At this moment, he is not a good investment, and maybe kicking him out will wake him up or he may feel relieved. That is what it will come down to, and you cannot figure it out until you take certain actions. The longer you wait, the longer the agony. Sometimes it is better to feel the pain all at once if you are prepared to handle it. Some people need time to get themselves mentally healthy. Whatever the case, it is definitely some kind of escape.

How was the marriage before the pregnancy? Did his personality started changing when you were pregnant? What are the type of people he hangs out with? Do they show the same characteristics?


----------



## pedi05401 (Mar 1, 2014)

He was pretty supportive when I was pregnant, until the last couple of months. We had sex frequently when I was pregnant, which he enjoyed. His friends are mostly younger than him and single. They are good people and do not have bad addictions, but it's probably pretty telling that he would rather be single. 

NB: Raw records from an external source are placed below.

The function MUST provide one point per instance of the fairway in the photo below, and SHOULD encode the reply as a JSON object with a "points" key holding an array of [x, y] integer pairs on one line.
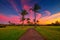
{"points": [[12, 32], [15, 32]]}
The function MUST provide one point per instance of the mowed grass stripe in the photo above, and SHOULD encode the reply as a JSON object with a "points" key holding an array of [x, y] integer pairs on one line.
{"points": [[50, 32]]}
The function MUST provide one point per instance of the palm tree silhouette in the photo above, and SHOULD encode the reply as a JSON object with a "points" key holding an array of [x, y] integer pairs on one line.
{"points": [[23, 13], [28, 20], [35, 9]]}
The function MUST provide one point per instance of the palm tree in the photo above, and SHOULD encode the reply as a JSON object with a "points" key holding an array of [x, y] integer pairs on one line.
{"points": [[28, 20], [35, 9], [23, 13]]}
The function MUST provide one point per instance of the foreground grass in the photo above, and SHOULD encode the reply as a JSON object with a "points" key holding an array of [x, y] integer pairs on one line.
{"points": [[50, 32], [11, 32]]}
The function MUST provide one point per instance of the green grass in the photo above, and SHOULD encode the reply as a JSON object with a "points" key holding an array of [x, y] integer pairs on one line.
{"points": [[50, 32], [11, 32]]}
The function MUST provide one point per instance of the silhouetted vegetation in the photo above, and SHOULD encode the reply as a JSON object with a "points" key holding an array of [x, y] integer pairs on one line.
{"points": [[54, 24]]}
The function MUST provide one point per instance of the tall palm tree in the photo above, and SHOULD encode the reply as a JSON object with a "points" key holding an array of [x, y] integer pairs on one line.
{"points": [[28, 20], [35, 9], [23, 13]]}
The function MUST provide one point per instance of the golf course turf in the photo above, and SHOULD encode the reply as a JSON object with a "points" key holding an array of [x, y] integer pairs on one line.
{"points": [[14, 32]]}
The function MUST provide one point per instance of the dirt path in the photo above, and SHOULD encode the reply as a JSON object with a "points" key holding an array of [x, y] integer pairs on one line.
{"points": [[31, 34]]}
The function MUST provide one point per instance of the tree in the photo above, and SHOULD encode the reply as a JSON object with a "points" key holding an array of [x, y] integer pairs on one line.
{"points": [[23, 13], [35, 9], [28, 20]]}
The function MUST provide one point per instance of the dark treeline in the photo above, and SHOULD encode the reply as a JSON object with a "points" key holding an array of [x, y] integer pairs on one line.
{"points": [[54, 24]]}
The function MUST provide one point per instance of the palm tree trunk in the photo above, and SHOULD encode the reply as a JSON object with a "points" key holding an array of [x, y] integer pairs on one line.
{"points": [[35, 18], [23, 21]]}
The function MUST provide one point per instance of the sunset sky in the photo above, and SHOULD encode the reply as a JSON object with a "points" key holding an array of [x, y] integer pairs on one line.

He is a very good father, so I wouldn't say that he does not have the paternal gene. I think he resents me trying to put boundaries on him since he has always been in a situation with boundaries.

I think he COULD change, but I think it will take years. I am afraid that he will say he will change, and within 6 months he will revert to the same pattern. I also seriously think he needs counseling, and I think a separation is the only way to induce it. 

When my son was 8 months old, we were separated for two months (circumstance, not on purpose) and he was miserable. Ironically, although he was free to do what he wanted, he barely went out.

I want it to work, but I also do not want to continue spending all my time alone crying. I know that I can survive as a single mother, but at this point I am probably in it for our son.


----------



## EleGirl (Dec 3, 2011)

Do you have anyone who you can move in with right now, for example your parents so that you have help through a transition period?


----------



## turnera (Jan 22, 2010)

He will never change without HAVING to. Cut him loose now. You have at least SOME chance of him waking up, but only if you kick him out, force him to get a job, and maybe see that he can pull himself back up and have some pride again. But none of it will ever happen unless YOU force a change.


----------



## happy as a clam (Jan 5, 2014)

Time to pack it up, move-along...


----------



## Flying_Dutchman (Oct 29, 2014)

If he were single and childless - meh! But he ain't.

Responsible people involved in the arts can persue their dreams quite easily.

You get a regular job to fund it/get by and hone your skills in your free time.

Thus skilled, musicians/DJs seek gigs/jobs in bars, clubs, parties, wedding receptions etc. 

If you're any good, you'll get more work by word of mouth and, maybe, attention from the music industry. The latter is no guarantee of riches or a future.

Essentially,, you persue stated 'dream' as a hobby and, if you're good (employable) you can quit your rat-race job and earn a living.

DJs are lucky. Unlike bands they can compose in headphones and don't need to hire rehearsal rooms to make noise in.

No recording studios. They're their own producers and can download their wares from decks and sequencers directly onto a USB stick. Burn albums onto CD. The only outlay the cost of CDRs.

All that requires no more than equipment AT HOME.

No excuse for not working. No excuse for neglecting his family and responsibilities.

Get a job. Persue dream from home.
_Posted via Mobile Device_


----------